With a healthy dose of humor, and respect for its characters’ weaknesses, Prince Avalanche carefully develops its central relationships. As Alvin and Lance, Rudd and Hirsch search for ways to resolve their differences, build on what they have in common, and tolerate the idiosyncrasies they bring to each day. By focusing on their day-to-day routines, writer/director David Gordon Green creates an ironic context to connect their hopes. Because we believe in the value of their work, we want to believe in the sincerity of their aspirations. Just as people who lost their homes in the fire must confront their realities, these well-intentioned helpers must acknowledge their challenges to move forward. Without descending into melodrama, Green makes us believe in the chances these men want to take to progress their lives, if only they could be honest with themselves.
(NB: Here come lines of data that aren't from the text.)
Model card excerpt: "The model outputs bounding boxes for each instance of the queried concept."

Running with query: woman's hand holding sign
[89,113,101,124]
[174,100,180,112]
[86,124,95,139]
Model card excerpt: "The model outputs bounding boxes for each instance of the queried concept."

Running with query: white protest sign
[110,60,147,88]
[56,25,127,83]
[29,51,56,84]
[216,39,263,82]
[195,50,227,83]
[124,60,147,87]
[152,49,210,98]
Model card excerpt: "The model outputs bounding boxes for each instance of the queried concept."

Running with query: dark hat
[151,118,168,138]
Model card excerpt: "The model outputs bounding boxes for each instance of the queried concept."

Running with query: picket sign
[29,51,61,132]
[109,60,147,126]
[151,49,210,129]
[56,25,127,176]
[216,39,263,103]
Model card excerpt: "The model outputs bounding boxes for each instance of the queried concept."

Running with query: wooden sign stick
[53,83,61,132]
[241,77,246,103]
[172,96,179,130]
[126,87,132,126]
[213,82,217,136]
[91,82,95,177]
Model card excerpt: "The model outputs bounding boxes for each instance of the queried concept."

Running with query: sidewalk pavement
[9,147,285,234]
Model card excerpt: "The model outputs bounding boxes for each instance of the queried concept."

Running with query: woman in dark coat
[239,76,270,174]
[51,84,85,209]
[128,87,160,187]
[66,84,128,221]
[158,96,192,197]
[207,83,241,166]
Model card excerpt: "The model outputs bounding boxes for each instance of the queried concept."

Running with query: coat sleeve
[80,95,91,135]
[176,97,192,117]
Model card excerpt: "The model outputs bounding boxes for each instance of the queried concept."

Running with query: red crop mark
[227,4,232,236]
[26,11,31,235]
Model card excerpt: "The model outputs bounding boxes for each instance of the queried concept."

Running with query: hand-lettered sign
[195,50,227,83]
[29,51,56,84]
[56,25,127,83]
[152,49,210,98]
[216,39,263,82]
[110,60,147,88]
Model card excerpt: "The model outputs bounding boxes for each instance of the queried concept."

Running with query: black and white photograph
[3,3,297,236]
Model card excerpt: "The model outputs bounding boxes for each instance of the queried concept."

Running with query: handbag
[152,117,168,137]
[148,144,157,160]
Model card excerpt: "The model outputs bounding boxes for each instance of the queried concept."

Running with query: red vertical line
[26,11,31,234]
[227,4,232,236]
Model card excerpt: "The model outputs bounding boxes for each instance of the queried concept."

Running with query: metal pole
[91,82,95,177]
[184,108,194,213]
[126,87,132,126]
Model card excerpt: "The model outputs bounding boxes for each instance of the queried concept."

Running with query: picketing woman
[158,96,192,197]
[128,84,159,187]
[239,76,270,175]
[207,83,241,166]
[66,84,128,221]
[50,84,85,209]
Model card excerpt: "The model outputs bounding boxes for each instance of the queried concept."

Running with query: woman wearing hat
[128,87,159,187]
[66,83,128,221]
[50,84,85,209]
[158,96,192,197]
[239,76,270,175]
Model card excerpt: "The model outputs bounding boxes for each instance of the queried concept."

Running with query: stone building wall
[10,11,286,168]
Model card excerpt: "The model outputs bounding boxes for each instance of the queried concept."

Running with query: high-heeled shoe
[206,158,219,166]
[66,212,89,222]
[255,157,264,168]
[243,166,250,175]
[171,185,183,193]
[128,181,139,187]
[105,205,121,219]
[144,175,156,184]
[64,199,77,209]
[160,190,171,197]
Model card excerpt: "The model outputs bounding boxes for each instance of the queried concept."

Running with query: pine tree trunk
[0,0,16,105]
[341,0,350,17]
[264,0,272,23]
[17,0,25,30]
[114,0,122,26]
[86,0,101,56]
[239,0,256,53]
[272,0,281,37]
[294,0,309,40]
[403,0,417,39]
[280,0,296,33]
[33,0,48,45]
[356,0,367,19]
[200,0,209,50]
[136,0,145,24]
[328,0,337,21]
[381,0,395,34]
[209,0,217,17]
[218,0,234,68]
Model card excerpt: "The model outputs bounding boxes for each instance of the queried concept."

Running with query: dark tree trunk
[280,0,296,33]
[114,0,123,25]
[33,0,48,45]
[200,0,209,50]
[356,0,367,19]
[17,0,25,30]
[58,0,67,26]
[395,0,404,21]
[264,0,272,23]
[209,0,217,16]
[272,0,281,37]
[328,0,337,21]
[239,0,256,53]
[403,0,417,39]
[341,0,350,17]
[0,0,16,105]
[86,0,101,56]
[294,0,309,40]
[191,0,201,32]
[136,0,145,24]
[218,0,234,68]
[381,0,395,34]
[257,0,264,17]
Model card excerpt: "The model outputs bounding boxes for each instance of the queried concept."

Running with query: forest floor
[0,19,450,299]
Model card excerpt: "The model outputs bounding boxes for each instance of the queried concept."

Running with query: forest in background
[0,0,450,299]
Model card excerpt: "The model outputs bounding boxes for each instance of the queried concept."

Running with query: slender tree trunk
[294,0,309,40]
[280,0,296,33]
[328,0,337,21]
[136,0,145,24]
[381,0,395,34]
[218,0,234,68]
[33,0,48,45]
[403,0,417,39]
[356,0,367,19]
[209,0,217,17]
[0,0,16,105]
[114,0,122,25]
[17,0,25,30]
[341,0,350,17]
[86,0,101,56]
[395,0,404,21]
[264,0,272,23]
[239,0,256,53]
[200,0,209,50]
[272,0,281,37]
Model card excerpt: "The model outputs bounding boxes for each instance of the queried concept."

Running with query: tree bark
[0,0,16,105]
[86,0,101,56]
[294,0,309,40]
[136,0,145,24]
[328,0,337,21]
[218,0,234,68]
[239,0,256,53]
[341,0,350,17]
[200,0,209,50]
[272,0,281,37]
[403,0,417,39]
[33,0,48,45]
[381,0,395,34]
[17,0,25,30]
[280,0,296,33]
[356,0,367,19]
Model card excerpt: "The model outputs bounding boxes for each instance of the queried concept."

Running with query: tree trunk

What makes the film work is Green’s authentic approach to his characters. In lesser hands, the dynamics between Alvin and Lance could approach sitcom levels of predictability. But Green reveals how people, no matter how well intentioned, can let their distortions of truth minimize their convictions. The filmmaker reminds us that, no matter what people may face any day, they can always find reason for hope. Anything can grow in the future, from a forest damaged by fire to a man devastated by heartbreak.

Of these special aspects of Prince Avalanche, what’s most redeeming is how Rudd reminds us what a strong actor he can be. In too many of his films, his accessible personality undermines his credibility as a moving actor. This role, more than many others, gives us the chance to see, again, that beneath the appealing persona is an actor who can make us believe in a likable, flawed man who intends to fix the woods.

With so many film choices this summer, small movies like Prince Avalanche are easy to miss. Take the time to discover this work. You’ll appreciate this visit to the Texas countryside, no matter how challenging the work ahead.

 

Film Nutritional Value

Prince Avalanche

* Content: High. David Gordon Green creates a story that works as an exploration of how people deny their realities as they try to repair their lives.

* Entertainment: High. Even with its meaningful content for adults and older teenagers, Prince Avalanche is filled with meaningful moments that we delight as we wait for its meaningful messages.

* Message: High. No matter our expectations, Prince Avalanche surprises us with characters and situations that are fun, compelling and memorable.

* Relevance: Medium. Even though this is a film adults will most appreciate, and not appropriate for young children, any opportunity to talk with older teenagers about the realities of denial is worthwhile.

* Opportunity for Dialogue: High. You and your older teenagers will have a lot to consider as you absorb what Green delivers in this unusual and satisfying film.

 

(Prince Avalanche is rated R for content. The film runs 94 minutes.)